The Alexa Gadgets team was formed in 2016. I was the founding UX designer on the team. Alexa Gadgets are part of a category of fun and delightful accessories that pair to compatible Echo devices via Bluetooth. Alexa Gadgets extend Alexa’s capabilities to new modalities with motors, lights, sound chips, and more.
I was tasked with designing the CX for the Alexa Gadgets Toolkit (AGT) service as well as define the UX for many APIs. This has been the largest, most complex design project I have worked on to-date. AGT was designed and built from the ground up. It was a brand-new service that would provide the APIs that 3P developers needed to create both Gadgets and the skills that drive them.
To build this service, AGT needed to be integrated within existing Alexa services including Alexa Skills Kit (ASK), Alexa Voice Services (AVS), and Alexa Skill Store. Gadgets needed to be surfaced within the Alexa App, and Gadget Skills needed to be surfaced within the Skill store. All of this information then needed to be presented in a way so that Gadget Developers could learn how to leverage our APIs and build their own Alexa Gadgets.
I was responsible for leading the UX design effort for all of these areas. Each area alone served as a huge undertaking, when viewed as a whole, the effort is a monumental achievement that I am very proud of.
Role UX Manager
Lead UX Designer
Layout / IA
User Researcher Year 2016 - Present
Gadget Skill API The Gadget Skill API is an interface that allows a Skill to communicate with an Echo Button. I was responsible for defining the enablement process of the API through the Alexa Skills Toolkit.

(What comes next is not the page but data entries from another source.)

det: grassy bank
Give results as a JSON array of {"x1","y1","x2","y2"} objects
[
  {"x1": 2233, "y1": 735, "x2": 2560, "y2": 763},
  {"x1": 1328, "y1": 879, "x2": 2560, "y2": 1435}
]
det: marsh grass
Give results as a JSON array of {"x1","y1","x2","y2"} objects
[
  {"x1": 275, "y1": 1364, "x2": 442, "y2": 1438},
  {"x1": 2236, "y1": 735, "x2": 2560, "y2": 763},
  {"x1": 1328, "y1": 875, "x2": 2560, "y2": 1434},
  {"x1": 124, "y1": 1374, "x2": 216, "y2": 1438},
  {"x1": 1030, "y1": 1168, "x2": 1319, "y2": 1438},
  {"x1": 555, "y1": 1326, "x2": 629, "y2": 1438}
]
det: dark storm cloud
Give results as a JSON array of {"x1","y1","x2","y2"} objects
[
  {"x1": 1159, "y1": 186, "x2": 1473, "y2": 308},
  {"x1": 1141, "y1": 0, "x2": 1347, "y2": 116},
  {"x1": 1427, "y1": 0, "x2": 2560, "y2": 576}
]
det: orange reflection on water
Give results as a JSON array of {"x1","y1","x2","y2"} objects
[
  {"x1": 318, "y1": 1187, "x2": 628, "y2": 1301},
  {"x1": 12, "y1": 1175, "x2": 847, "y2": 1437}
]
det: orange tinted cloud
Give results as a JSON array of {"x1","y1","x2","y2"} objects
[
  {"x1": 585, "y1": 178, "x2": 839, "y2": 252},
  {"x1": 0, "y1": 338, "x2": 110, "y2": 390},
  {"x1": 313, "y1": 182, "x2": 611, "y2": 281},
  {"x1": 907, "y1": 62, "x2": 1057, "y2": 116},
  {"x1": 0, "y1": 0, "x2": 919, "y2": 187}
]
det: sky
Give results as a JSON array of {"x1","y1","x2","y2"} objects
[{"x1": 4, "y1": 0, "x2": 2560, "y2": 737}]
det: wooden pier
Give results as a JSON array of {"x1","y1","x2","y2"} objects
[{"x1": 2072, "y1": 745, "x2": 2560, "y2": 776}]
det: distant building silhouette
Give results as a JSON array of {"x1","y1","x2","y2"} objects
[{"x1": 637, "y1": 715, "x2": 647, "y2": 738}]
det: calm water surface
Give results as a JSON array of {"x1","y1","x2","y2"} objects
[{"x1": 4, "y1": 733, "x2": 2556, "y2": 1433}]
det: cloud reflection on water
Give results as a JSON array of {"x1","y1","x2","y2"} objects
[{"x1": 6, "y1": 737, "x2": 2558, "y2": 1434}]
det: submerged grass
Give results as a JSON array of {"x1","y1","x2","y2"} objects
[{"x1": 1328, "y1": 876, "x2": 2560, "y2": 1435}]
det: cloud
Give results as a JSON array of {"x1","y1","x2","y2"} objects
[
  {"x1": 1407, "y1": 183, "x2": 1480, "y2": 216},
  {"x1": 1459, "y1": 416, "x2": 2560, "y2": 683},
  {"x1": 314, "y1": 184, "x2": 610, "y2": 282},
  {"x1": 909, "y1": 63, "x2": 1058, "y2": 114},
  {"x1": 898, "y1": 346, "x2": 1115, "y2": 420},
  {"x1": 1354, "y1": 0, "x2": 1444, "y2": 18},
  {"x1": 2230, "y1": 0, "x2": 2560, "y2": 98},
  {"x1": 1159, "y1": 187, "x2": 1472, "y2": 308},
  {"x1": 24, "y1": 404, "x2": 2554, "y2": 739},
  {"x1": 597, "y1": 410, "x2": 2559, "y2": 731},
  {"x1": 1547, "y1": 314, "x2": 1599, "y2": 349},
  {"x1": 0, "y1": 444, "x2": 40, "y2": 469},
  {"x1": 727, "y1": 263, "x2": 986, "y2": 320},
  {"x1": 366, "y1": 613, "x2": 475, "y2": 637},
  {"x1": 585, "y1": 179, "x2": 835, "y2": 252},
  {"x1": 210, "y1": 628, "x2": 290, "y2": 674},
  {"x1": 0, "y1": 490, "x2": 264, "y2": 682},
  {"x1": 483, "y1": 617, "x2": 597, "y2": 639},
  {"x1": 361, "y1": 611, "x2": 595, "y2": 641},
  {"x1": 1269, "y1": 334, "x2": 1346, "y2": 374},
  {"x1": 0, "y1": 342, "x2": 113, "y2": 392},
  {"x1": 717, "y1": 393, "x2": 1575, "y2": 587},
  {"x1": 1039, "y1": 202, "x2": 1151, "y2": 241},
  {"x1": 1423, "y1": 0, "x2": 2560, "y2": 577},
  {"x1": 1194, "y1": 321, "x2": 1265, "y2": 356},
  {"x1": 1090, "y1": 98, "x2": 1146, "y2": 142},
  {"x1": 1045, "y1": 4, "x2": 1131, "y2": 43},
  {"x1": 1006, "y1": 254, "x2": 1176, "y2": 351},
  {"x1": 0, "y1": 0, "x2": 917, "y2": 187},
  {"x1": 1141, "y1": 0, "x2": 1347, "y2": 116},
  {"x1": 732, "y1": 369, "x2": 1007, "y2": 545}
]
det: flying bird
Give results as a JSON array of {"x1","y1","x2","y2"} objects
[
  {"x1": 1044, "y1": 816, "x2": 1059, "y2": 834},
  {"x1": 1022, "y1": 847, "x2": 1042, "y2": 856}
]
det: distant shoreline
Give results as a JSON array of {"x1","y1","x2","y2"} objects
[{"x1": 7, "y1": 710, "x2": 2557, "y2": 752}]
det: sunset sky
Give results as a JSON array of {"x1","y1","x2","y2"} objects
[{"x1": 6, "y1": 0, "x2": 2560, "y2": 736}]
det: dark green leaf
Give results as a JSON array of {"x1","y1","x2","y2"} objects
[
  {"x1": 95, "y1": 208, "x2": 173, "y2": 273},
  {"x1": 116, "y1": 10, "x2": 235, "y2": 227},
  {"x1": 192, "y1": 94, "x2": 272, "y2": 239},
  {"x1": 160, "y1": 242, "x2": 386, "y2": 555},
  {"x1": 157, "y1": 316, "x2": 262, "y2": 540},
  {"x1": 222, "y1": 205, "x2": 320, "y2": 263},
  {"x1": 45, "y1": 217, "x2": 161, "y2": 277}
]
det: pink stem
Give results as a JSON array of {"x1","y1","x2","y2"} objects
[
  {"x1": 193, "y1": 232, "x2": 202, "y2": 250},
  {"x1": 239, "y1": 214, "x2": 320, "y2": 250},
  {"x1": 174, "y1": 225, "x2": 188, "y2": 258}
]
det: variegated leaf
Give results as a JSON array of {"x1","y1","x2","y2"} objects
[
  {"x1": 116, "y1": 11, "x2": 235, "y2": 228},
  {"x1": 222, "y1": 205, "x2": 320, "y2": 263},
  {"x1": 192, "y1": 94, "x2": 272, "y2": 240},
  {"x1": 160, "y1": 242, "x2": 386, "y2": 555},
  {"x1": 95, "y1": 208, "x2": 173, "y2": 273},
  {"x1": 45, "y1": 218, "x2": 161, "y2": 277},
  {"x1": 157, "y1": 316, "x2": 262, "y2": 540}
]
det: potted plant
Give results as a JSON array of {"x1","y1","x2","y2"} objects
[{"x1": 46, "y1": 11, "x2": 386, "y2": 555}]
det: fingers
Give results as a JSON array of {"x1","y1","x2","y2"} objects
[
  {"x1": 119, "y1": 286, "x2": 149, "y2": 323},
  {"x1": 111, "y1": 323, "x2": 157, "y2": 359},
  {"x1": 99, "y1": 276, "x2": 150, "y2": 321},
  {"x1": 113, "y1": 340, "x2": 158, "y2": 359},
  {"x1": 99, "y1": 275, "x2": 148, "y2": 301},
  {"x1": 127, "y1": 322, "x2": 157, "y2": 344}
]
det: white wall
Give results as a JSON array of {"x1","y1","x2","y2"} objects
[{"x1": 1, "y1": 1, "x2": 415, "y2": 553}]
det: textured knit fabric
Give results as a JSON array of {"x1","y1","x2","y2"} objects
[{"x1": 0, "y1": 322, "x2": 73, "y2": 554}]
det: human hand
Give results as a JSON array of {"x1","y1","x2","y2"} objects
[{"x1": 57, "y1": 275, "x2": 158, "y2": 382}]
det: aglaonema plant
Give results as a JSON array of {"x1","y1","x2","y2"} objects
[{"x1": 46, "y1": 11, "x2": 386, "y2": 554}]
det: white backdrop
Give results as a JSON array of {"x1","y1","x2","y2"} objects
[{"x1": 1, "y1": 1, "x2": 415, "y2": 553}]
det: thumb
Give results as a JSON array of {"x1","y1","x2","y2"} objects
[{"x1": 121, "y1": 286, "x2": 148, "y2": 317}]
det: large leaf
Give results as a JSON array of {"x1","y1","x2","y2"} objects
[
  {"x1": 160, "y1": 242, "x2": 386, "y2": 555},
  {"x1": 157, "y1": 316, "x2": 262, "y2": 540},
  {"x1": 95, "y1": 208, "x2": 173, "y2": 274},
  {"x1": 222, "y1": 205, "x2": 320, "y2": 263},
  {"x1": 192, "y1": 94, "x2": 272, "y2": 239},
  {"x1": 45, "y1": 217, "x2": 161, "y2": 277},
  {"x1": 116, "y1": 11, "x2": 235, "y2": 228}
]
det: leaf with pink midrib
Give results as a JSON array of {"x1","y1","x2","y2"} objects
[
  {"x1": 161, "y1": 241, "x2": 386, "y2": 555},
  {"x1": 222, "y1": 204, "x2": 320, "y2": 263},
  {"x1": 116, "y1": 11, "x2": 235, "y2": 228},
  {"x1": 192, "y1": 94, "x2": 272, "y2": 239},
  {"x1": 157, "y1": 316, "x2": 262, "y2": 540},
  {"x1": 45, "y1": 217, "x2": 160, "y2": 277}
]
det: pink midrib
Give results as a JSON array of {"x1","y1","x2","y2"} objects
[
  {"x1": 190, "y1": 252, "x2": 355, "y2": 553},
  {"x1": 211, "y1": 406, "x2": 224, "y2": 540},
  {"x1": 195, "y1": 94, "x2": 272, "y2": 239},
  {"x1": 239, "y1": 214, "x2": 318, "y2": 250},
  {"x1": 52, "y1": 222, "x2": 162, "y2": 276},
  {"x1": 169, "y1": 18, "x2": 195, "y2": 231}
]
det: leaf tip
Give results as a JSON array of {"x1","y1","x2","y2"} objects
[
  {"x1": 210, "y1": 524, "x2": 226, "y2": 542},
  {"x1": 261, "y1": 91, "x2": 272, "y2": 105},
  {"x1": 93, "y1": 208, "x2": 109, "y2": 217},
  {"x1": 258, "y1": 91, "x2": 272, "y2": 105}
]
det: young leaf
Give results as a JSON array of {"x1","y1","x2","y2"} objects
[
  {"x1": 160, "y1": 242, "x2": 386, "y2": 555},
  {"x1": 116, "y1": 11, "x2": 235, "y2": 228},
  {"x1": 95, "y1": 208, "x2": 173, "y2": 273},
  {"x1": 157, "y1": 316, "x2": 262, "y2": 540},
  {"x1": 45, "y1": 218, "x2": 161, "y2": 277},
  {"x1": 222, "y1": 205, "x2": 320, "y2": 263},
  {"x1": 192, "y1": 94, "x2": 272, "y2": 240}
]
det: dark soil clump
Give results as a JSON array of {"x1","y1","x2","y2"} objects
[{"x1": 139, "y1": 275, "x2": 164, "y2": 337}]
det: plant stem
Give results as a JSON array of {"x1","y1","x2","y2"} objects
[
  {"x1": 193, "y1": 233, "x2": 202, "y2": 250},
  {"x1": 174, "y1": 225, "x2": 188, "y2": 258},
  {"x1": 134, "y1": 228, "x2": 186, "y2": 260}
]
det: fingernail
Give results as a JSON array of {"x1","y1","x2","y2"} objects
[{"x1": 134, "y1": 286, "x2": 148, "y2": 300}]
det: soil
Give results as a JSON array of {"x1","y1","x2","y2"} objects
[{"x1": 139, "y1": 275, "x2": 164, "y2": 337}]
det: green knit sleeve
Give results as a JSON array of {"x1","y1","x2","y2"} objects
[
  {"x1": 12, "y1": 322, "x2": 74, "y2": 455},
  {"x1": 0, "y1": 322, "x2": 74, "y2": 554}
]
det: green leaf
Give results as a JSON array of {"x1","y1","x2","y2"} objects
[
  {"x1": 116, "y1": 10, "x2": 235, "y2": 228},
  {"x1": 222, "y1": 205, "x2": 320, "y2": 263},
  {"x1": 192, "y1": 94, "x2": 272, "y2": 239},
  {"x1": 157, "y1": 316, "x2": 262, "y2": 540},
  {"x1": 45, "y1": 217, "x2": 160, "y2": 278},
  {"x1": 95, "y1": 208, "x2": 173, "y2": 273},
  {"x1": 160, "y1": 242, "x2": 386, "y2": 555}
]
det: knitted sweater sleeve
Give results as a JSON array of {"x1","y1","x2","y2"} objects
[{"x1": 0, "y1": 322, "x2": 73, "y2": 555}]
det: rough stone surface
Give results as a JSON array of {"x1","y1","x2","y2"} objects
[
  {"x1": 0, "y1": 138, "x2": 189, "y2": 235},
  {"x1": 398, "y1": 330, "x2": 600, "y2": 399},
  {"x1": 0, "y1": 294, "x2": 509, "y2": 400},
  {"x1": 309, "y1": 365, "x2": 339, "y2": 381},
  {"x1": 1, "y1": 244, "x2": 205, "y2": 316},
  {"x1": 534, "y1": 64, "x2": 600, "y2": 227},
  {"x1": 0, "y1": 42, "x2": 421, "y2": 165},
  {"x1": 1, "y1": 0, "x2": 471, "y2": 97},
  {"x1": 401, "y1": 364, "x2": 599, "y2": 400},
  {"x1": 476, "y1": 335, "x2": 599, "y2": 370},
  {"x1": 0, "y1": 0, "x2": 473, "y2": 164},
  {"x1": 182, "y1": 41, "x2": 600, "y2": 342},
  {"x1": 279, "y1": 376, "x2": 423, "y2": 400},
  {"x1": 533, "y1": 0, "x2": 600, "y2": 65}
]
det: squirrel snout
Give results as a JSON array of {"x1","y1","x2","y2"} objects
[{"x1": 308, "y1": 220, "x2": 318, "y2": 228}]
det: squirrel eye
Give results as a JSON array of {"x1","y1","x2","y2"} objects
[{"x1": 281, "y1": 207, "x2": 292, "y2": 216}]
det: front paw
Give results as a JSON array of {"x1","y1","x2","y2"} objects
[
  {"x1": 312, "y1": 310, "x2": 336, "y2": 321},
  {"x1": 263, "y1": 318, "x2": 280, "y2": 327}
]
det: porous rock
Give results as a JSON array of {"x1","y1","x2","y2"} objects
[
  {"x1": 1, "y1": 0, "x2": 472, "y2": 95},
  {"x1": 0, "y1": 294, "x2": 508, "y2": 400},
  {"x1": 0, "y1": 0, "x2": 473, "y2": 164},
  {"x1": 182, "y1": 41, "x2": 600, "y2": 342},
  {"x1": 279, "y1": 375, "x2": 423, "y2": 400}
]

Echo Button Simulator As a part of the Alexa Skill API, I was tasked with designing the Echo Button simulator, which allows developers to simulate any Echo Button Skill experience from within the ASK Skill Builder. Although on the surface this may seem like an easy UI addition, there is vast complexity under the surface that had to be accounted for in the CX. Additionally, the team that owned the simulator had inherited the code recently and making such a drastic change to the layout of the simulator would require us to re-architecture the codebase to make it more modular. I worked closely with our lead developer for this project and together we were able to sell the changes we had in mind and help build the changes in, which made the simulator extensible so that other teams could easily plug right into the code using modules. This required close collaboration, reviews, buy in, and sign off from both the Alexa Skills Kit team and the Simulator Team.
Echo Button Skills In addition to helping define best practices for Echo Button Skills, I was also responsible for defining how Echo Button skills would be exposed within the Alexa Skill Store detail page so that customers understood whether or not a Skill worked with Echo Buttons. If it was a game, customers also needed to know how many players the Skill supported.. This required close collaboration with the Skill Store designers and the Alexa Skills Kit Team.
Gadget Registration In order to gain access to the APIs to to allow a Gadget to communicate with an Echo device, the Gadget first had to be registered. I was responsible for designing the Gadget flow within the Alexa Voice Services (AVS) registration process. This required deep collaboration with the AVS designers and developers. Since we were adding an additional product type that did NOT have Alexa Built in, I worked with the AVS team to update the messaging on the AVS registration flow so that it was more inclusive of other products, not just “Alexa Built-In” products.